November 19, 2020 Renungan Harian N Admin Share Articles
Kamis, 19 November 2020

Kamis, 19 November 2020
Pekan Biasa XXXIII
Bacaan 1              :Why 5:1-10
Mazmur               : Mzm149: 1-6a. 9b
Bacaan Injil         : Luk19: 41-44

 

Kata-Nya: “Wahai, betapa baiknya jika pada hari ini juga engkau mengerti apa yang perlu untuk damai sejahteramu! Tetapi sekarang hal itu tersembunyi bagi matamu.” (Luk 19: 42)

Orang-orang di Yerusalem sudah gelap mata tidak bisa lagi melihat mana yang utama dan terutama yaitu damai Sejahtera. Yesus datang ke Yerusalem untuk mempertobatkan mereka. Alih-alih kedatangan Yesus disambut, malah mereka menyalibkan-Nya.

Karena begitu besar kasih-Nya kepada umat Israel Ia rela disesah dan disalib orang yang berdosa yang menurut pandangan orang-orang yang menyalibkan-Nya, padahal Ia tidak sedikitpun berbuat dosa. Ia yang direndahkan serendah-rendahnya sampai tidak ada lagi yang lebih rendah dari pada penyaliban itu.

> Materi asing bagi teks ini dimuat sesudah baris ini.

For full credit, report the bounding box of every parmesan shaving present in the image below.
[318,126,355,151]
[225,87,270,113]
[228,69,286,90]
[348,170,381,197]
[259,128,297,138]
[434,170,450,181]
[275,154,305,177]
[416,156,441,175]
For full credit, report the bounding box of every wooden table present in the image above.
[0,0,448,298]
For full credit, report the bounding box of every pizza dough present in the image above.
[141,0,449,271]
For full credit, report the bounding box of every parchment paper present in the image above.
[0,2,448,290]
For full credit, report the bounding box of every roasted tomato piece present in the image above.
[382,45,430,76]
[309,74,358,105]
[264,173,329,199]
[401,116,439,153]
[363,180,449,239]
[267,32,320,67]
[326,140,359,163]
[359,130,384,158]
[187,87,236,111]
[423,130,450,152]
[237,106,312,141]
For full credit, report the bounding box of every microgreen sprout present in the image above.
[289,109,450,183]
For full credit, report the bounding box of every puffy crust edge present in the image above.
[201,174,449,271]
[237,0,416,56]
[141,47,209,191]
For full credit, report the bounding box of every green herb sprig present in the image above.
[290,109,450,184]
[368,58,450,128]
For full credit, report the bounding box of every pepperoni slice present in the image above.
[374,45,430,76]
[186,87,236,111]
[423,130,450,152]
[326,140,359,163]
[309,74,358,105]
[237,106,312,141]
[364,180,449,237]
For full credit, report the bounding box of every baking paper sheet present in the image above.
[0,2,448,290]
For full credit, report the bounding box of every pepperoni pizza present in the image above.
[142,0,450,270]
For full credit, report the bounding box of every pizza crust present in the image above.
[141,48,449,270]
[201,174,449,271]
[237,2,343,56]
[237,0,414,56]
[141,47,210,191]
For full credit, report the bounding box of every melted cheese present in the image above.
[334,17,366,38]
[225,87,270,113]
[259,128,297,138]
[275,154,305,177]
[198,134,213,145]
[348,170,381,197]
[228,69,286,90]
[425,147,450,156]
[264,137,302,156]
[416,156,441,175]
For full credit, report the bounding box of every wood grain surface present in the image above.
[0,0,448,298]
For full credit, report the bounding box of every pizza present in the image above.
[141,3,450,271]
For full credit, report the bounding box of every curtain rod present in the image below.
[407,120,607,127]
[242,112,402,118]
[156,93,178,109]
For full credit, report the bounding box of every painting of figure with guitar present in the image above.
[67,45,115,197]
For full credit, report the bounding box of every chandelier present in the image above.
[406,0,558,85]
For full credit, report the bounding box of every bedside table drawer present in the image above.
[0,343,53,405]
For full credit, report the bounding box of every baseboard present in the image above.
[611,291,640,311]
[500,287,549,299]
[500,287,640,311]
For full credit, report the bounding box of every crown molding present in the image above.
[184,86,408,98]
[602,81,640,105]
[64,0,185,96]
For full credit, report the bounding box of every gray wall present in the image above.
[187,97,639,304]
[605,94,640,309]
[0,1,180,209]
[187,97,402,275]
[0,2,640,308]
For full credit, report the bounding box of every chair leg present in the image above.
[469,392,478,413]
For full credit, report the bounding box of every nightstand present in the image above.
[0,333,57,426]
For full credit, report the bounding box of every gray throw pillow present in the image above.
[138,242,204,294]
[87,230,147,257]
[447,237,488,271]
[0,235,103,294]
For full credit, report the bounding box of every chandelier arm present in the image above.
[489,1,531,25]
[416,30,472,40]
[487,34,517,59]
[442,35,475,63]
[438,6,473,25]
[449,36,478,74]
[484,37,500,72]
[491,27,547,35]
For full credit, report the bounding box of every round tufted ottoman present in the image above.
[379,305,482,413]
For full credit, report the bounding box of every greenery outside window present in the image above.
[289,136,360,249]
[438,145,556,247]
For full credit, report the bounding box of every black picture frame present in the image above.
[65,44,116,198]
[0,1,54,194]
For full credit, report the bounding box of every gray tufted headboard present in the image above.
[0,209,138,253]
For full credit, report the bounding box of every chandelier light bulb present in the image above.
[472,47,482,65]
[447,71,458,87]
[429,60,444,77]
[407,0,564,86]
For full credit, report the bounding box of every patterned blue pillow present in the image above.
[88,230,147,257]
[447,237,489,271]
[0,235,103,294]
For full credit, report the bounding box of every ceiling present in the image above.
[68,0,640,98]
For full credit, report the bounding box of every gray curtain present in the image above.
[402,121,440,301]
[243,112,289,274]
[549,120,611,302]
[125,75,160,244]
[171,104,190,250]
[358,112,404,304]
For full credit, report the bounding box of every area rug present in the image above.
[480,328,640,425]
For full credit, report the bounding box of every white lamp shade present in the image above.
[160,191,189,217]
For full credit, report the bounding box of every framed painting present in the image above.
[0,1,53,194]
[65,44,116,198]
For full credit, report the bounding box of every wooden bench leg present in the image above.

 ”dan mereka akan membinasakan engkau beserta dengan pendudukmu dan pada tembokmu mereka tidak akan membiarkan satu batu pun tinggal terletak di atas batu yang lain, karena engkau tidak mengetahui saat, bilamana Allah melawat engkau.”  (Luk 19: 44) Kesedihan Yesus bukan saja karena kedosaan umat Israel yang tidak menanggapi Yesus sebagai sang Mesias tetapi karena Kasihnya yang begitu besar kepada umat Israel Yesus sangat sedih melihat dan mengetahui akibat dari dosanya itu. Mereka tidak tahu kapan waktunya Allah datang melawat mereka, ketika Allah melawat disaat mereka belum bertobat maka binasalah mereka semua tidak bersisa, tidak ada satu tempat apapun diatas bumi ini dimana tempat untuk berlindung seperti bagaimana digambarkan suatu tembok runtuh sampai rata dengan tanah yang tidak ada satupun batu yang berada diatas batu yang lain, hancur sehancur-hancurnya. Tetapi Allah maha pengasih, Ia tidak mau umat kesayangannya binasa oleh sebab itu Anak Domba yang Yesus Sendiri sebagai Putra Allah mengorbankan diri mati di kayu salib untuk menebus dosa-dosa manusia supaya mereka tidak binasa.